My goal with my entire dissertation is twofold: 1. Influence the way game studies does scholarship so that material conditions and contexts behind the games becomes central and 2. Improve conditions for women in the industry. Yes, it’s about women; it’s all about women. But PE is really about doing better scholarship. Doing ethical scholarship. So now I don’t know what to do. Help! I’m lost!

Both comments and pings are currently closed.

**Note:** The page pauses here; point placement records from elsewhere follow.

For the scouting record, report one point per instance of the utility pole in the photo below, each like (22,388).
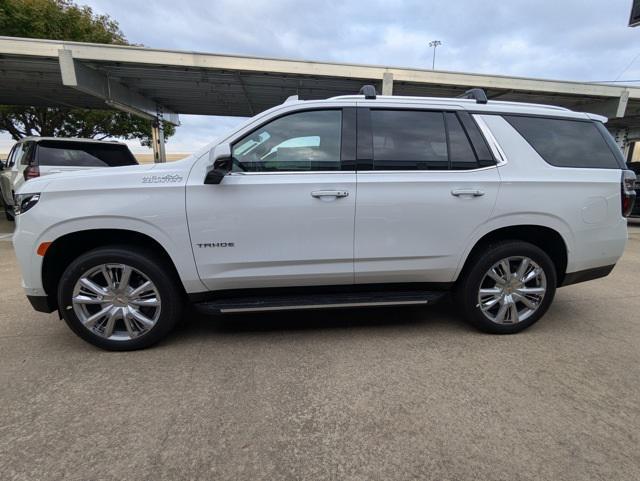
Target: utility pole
(434,44)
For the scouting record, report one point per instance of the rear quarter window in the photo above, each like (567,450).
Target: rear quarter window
(566,143)
(84,155)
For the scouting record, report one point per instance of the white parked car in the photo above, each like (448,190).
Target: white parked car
(33,157)
(358,200)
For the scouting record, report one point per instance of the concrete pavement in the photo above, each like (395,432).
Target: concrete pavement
(352,394)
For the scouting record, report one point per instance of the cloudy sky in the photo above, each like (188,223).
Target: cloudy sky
(585,40)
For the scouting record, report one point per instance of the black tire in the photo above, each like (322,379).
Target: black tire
(153,267)
(466,292)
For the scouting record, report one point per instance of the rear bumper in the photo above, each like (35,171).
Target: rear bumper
(586,275)
(42,303)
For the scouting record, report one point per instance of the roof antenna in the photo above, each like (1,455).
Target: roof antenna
(369,92)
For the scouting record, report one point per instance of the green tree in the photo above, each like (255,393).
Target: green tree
(64,20)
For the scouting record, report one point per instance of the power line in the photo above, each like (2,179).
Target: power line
(628,67)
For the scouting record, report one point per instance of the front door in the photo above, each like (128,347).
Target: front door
(285,215)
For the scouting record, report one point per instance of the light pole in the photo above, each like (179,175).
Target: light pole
(434,44)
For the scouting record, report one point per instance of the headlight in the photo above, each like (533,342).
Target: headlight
(24,202)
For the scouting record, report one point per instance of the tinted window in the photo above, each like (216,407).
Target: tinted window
(84,155)
(304,141)
(408,140)
(566,143)
(460,151)
(19,157)
(11,158)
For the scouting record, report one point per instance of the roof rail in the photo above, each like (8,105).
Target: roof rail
(475,94)
(369,91)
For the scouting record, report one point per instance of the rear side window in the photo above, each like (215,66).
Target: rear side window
(84,154)
(460,152)
(566,143)
(409,140)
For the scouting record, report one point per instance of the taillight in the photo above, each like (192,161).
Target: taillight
(31,172)
(627,190)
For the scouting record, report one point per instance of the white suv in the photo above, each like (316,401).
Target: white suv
(358,200)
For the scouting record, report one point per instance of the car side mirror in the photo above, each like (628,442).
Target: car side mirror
(221,160)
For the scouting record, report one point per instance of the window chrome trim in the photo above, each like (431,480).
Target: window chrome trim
(291,172)
(491,140)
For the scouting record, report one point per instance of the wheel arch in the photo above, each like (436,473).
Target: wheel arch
(544,237)
(68,247)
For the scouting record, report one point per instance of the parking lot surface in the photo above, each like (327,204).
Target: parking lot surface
(351,394)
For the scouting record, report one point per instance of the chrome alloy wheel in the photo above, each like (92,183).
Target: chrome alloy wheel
(116,302)
(512,290)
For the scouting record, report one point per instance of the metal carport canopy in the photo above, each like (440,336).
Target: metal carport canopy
(150,81)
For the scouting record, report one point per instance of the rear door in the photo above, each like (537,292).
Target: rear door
(285,215)
(426,181)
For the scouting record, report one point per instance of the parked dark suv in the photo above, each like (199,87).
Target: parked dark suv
(635,166)
(33,157)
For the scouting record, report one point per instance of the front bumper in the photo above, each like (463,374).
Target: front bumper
(42,303)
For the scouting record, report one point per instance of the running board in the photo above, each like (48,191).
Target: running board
(319,301)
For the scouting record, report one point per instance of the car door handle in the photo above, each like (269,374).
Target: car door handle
(329,193)
(471,192)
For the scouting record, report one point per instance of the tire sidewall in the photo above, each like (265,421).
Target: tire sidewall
(145,262)
(468,294)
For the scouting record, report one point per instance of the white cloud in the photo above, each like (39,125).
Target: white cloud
(569,39)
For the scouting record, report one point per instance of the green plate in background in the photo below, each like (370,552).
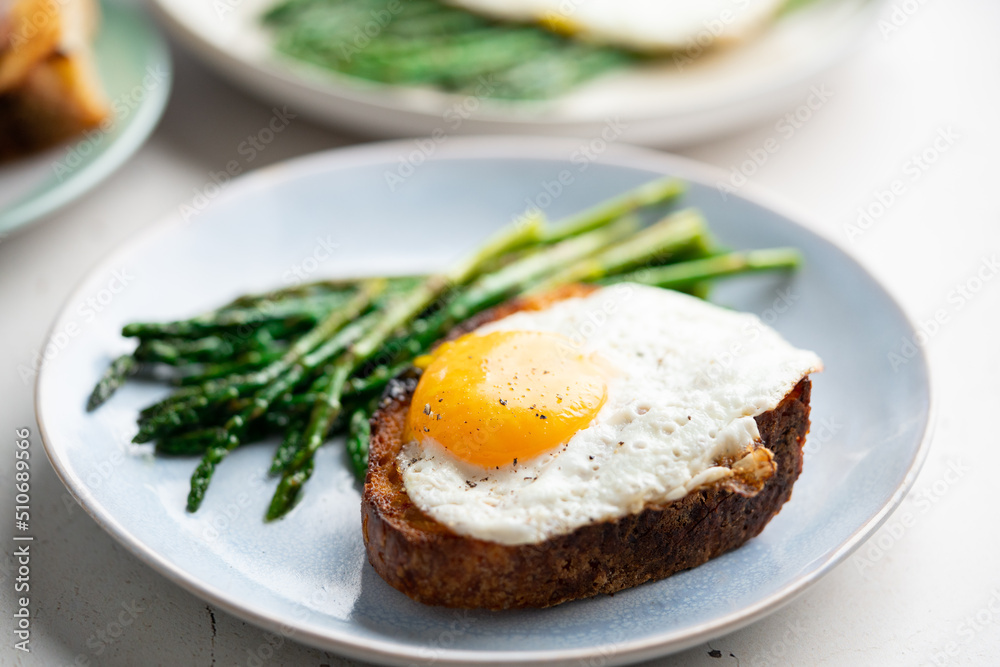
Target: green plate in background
(135,68)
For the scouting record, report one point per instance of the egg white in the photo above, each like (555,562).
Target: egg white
(690,378)
(648,25)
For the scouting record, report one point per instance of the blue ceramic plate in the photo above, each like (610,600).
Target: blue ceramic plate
(135,68)
(344,213)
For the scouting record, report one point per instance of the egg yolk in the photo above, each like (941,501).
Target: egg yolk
(506,395)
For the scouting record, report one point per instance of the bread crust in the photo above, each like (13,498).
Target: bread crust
(431,564)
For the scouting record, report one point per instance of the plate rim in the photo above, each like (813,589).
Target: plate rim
(138,130)
(341,88)
(489,148)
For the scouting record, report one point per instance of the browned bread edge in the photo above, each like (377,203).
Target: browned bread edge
(431,564)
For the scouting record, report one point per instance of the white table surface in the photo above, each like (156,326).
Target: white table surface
(925,593)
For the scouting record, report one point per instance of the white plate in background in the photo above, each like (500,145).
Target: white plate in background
(657,105)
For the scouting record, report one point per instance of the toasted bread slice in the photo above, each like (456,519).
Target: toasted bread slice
(49,87)
(430,563)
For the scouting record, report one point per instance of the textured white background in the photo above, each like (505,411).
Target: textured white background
(904,605)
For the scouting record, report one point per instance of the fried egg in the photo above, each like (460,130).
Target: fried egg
(647,25)
(591,409)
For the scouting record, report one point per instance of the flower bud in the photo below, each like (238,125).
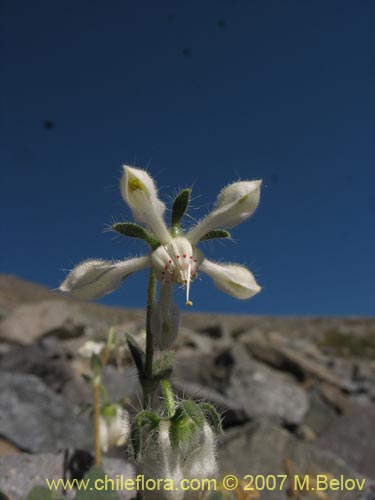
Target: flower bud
(178,450)
(234,204)
(139,191)
(95,278)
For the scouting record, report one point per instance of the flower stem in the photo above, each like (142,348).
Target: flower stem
(96,404)
(148,382)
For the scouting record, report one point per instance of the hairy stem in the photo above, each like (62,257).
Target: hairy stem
(96,404)
(148,382)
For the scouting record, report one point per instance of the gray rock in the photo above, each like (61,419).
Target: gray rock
(48,360)
(36,419)
(297,363)
(20,473)
(265,449)
(231,411)
(263,392)
(352,437)
(320,414)
(58,318)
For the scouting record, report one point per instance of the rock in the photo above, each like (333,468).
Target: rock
(36,419)
(288,359)
(20,473)
(48,360)
(265,449)
(30,322)
(7,448)
(335,397)
(320,413)
(351,437)
(263,392)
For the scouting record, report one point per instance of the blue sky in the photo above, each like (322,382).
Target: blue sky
(200,94)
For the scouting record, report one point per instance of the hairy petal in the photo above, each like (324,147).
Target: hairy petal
(234,204)
(165,318)
(139,191)
(233,279)
(95,278)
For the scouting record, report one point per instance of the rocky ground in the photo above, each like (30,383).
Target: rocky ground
(297,394)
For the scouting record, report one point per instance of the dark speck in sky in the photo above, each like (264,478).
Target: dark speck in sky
(49,124)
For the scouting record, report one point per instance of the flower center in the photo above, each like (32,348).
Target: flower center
(177,262)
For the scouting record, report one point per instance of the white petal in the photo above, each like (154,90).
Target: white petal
(234,204)
(165,318)
(232,279)
(95,278)
(140,193)
(202,462)
(118,428)
(103,434)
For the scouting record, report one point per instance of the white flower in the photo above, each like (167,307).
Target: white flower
(114,427)
(176,259)
(91,347)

One Response to “Feminist Scholarship: To Label or Not to Label?”

  1. Don says:

    I’m having a similar issue in relation to an article I am working on, and I think your comments speak to a larger problem in Rhet/Comp. I bring in work identified as feminist rhetorics (particularly in PW and computers and writing) to talk about queer rhetorics, and one reviewer seems to think it would be better to use queer theoretical work in another field instead. Comments read as if “this isn’t queer enough.” I draw from the scholarship that I do because I’m hoping the work will be of some use to multiple, specific audiences (and because my methods and goals are more inspired by and in line with the feminist scholars I cite). However, the reviewer may be commenting based on who they think will read the article rather than who I want to read the article.

    I have no easy answers for you, but I do think that if you make some “popular” articles or a book from the diss, you might have less issues later and be able to call your work whatever you want, I guess. The people you’d like to read it wouldn’t be reading the diss itself, right? Also, can you make this a footnote in the diss itself some how?